目の疲れを改善したい時に
本当にマッサージしたいのは「後頭部」
※動画解説付き

新型コロナの影響もあり、私たちの生活は急激にデジタル化が進みました。

スマホやPCがあればたくさんの映画を観ることができますし、食べたかったレストランの味もデリバリーできます。

人とのコミュニケーションも、いまや対面よりもデジタル機器を通して行うことのほうが多くなったのではないでしょうか?

そうしたデジタル社会は便利な反面、スマホやPCの画面など近くの物を長時間見続けることにより、目の疲れや不調につながりやすくなっています。

目の疲れというと、つい目元をマッサージしたくなりますが、ぜひ試していただきたいのが、目と関わりの深い「後頭部」のマッサージ。
視界がクリアになりますよ。

<監修>
石垣英俊先生(鍼灸マッサージ師・カイロプラクティック理学士)

いしがき・ひでとし 東京・神楽坂にある背骨専門サロンスタジオ「神楽坂ホリスティック・クーラ」代表。
一般社団法人日本背骨養生協会代表理事。東西の智慧を独自に融合させながら、体の不調に悩んでいる人々へよりよい施術やアドバイスを提供している。近著に『ココロとカラダの地図帳 プロが教えるストレスケア73』(池田書店)。

目の疲れには「後頭部」をもみほぐすと良い理由

目の疲れがつらい時は目薬をさしたり、目を温めたり、目元をマッサージしたりしていますよね。

それと合わせて行って欲しいのが「後頭部」のマッサージです。

首と頭の境目の深層には「後頭下筋群」という小さな筋肉が集まっています。

この後頭下筋群は、首や頭が目の動きと連動して動くのを制御する働きがあり、目を使い過ぎると、後頭下筋群も働き過ぎて硬くなってしまうのです。

また後頭下筋群は、後頭骨と頚椎につながるため、眼精疲労に影響する自律神経とも密接です。

目が疲れている時は、この後頭下筋群のエリアが硬くなっているので、マッサージでもみほぐしてあげましょう。

目の疲れは「肝」が弱っているサイン

目が疲れている状態は、東洋医学では主に「肝」が弱っていると考えます。

「肝」とは、東洋医学の「五臓」の考え方に基づくもので、血液の貯蔵、代謝や解毒、感情のコントロール、肝臓や胆嚢、そして目の働きなどにかかわっています。
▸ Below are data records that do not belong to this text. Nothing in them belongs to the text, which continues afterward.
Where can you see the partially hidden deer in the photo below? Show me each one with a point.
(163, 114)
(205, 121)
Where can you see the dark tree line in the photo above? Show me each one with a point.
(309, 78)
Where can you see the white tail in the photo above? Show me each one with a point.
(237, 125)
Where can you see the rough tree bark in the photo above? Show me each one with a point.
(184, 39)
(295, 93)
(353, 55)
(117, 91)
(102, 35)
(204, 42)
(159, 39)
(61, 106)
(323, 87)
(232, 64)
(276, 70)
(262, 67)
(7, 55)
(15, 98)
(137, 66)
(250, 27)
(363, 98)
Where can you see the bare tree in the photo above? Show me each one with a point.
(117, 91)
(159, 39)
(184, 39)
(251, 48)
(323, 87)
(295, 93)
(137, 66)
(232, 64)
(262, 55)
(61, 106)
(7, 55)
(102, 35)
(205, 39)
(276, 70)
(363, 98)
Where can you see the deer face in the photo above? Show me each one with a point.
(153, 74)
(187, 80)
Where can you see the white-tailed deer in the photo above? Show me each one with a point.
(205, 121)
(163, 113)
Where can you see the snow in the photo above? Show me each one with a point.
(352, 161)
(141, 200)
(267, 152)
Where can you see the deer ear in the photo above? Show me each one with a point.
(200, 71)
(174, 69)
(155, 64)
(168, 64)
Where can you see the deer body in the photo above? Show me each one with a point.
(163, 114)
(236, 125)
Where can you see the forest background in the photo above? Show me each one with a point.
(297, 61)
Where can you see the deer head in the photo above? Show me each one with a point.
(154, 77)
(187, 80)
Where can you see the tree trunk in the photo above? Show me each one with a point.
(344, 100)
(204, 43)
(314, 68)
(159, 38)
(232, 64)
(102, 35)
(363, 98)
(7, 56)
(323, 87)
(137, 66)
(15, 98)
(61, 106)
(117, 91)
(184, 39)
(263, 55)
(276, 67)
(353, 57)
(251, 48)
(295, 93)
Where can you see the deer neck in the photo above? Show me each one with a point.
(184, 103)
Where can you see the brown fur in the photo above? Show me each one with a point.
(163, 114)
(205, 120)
「肝」が弱っていると、イライラしやすく、落ち着きがなくなったりしがちなので、リラックスを心がけるようにしましょう。

食事では酸味のある食物や、香りのよい食物を取り入れると「肝」のケアにつながります。

目の疲れ改善におすすめのマッサージ3種

目の疲れに効果的な、首の後ろや後頭部のマッサージをご紹介します。

このエリアには、目と関わりの深い筋肉や神経が集まっています。
ストレス解消にも効果的ですよ!

【首の後ろのマッサージ】

首の後ろに手のひらを当て、つまむようにもみほぐすマッサージです。
目の疲れに効く「風池」というツボも刺激します。

動画解説(01:10)

【うなじ周辺のマッサージ】

うなじ周辺にある後頭下筋群を中心にマッサージします。
マッサージする手の置き方がポイントです。

動画解説(00:59)

【側頭筋マッサージ】

目が疲れていると、側頭筋も硬くなっています。
もみほぐして柔らかくしましょう。
顔のリフトアップ効果も!

動画解説(00:59)

スマホやPCの画面は、つい時間を忘れて見続けてしまいますが、こまめに画面から目を離し、遠くを見るようにしましょう。

集中すると時間を忘れてしまうという人は、スマホのアラーム機能を使うのもおすすめ。

デジタル社会で酷使されがちな目は、意識的に休ませてあげることが大切ですよ。